And the real issue is that people ignored the deadline which was issued by the Montreal protocol to address exactly that.
Inhalers were the last source of CFCs and the people who got together to limit CFC usage knew it would take time to approve new propellants. So they allocated over 20 years to do just that - enough time to find a new propellant, get it approved and phase the old one out well ahead of the deadline.
What did people do? Screw it - profits profits profits. The long deadlines was to deal with all this, not to simply ignore the problem until it was too late.
And let's just remember that planes don't actually fly themselves:
A growing problem with a LOT of airline pilots is they lack the basic skills to fly.
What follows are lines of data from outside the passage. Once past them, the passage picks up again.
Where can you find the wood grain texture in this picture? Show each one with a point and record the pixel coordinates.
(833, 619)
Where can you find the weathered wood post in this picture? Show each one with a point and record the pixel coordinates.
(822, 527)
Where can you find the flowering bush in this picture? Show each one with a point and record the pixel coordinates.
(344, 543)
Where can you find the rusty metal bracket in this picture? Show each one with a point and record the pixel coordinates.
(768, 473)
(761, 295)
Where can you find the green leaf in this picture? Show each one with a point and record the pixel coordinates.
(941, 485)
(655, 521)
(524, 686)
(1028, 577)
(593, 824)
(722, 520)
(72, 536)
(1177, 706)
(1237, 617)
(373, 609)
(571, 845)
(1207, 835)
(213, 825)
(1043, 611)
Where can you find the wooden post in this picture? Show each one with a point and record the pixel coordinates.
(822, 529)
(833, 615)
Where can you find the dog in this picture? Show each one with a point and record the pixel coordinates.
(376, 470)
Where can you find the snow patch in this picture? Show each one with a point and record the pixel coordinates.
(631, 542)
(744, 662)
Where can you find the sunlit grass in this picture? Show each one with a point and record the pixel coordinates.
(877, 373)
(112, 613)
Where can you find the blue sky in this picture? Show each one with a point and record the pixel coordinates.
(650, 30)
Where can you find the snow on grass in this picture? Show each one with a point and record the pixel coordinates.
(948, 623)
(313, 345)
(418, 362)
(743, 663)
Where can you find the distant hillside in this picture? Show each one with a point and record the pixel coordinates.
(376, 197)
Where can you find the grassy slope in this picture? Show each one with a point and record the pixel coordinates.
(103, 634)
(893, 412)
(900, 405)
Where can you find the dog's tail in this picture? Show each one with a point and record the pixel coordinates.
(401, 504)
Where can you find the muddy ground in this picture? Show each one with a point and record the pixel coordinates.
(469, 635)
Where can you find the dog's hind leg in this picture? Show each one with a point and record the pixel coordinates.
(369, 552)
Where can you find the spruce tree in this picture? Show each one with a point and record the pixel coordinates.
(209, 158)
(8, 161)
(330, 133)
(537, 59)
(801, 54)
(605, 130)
And this is, unfortunate a product of the environment in which they fly - most countries either prohibit or massively regulate general aviation flight, resulting in the only flying most airline pilots get are from the simulators and the jetliner cockpits.
It's better in North America as many jet pilots do actually fly little light aviation aircraft (like ye olde Cessna 172s and 182s and Pipers, etc). These pilots usually exercise basic flying skills because the most automation they have is a single axis autopilot typically. And are subsequently able to land in fairly normal conditions.
A lot of airline pilots get horrendously scared if the ILS is down, or they have to circle and land, or the VASI is off or a bunch of other things that most commercial airports have. It causes undue stress and if you really challenge them, give them perfect VFR conditions and they still can't land without automation's help. Yes, your basic VFR landing - something every student pilot has to do - can give the willies the most seasoned jetliner pilot simply because the skill has rotted away.
Oh yeah, there are also a few fundamentals to every plane that are always true for that plane. Stuff like Attitude + Power = Performance. Give it a set attitude, a set power level, and you know what to expect - climb rate, airspeed, descent rate, etc. It stays the same for the plane, and is true from your tiniest light sports to your Airbus A380s. It would've saved many lives when the airspeed indicators are off (mean flying instructors love to cover up instruments during landing - but it teaches the student that if they can hold a certain attitude and power setting, the airplane's performance is predictable and yes, you can even land without stalling. And landings can be oddly far better this way when the student is concentrating on the outside rather than inside on the instruments).